Pelo Brasil afora, não faltam fazendeiros que não participam ativamente do dia a dia da política, mas se mostram empenhados em contribuir. Produtor de soja e criador de gado, Clacy Secco é proprietário de fazendas no interior do Mato Grosso e de Goiás e não esconde sua disposição. Nos últimos dias, ele mandou bordar bonés com a logomarca da sua empresa acompanhada da inscrição “Bolsonaro 2022”“Estou disposto a fazer (doar), desde que seja algo bem documentado, que não dê problema.”

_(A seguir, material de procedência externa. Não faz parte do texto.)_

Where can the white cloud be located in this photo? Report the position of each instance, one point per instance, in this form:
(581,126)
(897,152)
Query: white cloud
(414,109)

Crusoé apurou que associações de pecuaristas já analisam a viabilidade jurídica de promover leilões de animais para arrecadar fundos que possam ser doados, em seguida, para a campanha. Para o senador Wellington Fagundes, do PL mato-grossense, não será difícil convencer fazendeiros a doarem ao menos uma cabeça de boi. “Ele pode doar um animal de raça, que pode ir para um leilão e fazer uma arrecadação maior, ou pode fazer jantar de adesão. São várias formas de ajuda. Neste ano, a forma da campanha será diferente. Se a campanha de 2018 foi espontânea e sem controle, esta será polarizada. O Mato Grosso está cheio de bolsonaristas dispostos a contribuir”, afirma.

A retórica bolsonarista alinhada aos interesses do agronegócio ganhou força nesta quinta-feira, 10, quando Lula, pré-candidato do PT ao Planalto, disse em um vídeo que o MTST, movimento conhecido por pregar a invasão de propriedades privadas, não será “coadjuvante”, mas “sujeito” caso ele seja eleito. Flávio Bolsonaro aproveitou a deixa para empenar um discurso que soa como música aos ouvidos dos produtores rurais. “O ladrão de nove dedos vai tirar sua arma, sua casa e sua liberdade! Você que trabalha e produz não vai ter direitos. Sabe quem vai ter direitos? O vagabundo que invadiu sua terra!”. O filho 01 do presidente está entre os que esperam que a postura do petista se reverta não apenas em votos, mas em doações – seja no valor de um boi, seja em cifras mais expressivas – capazes de turbinar financeiramente a campanha do pai. O gado pode fazer a diferença na campanha.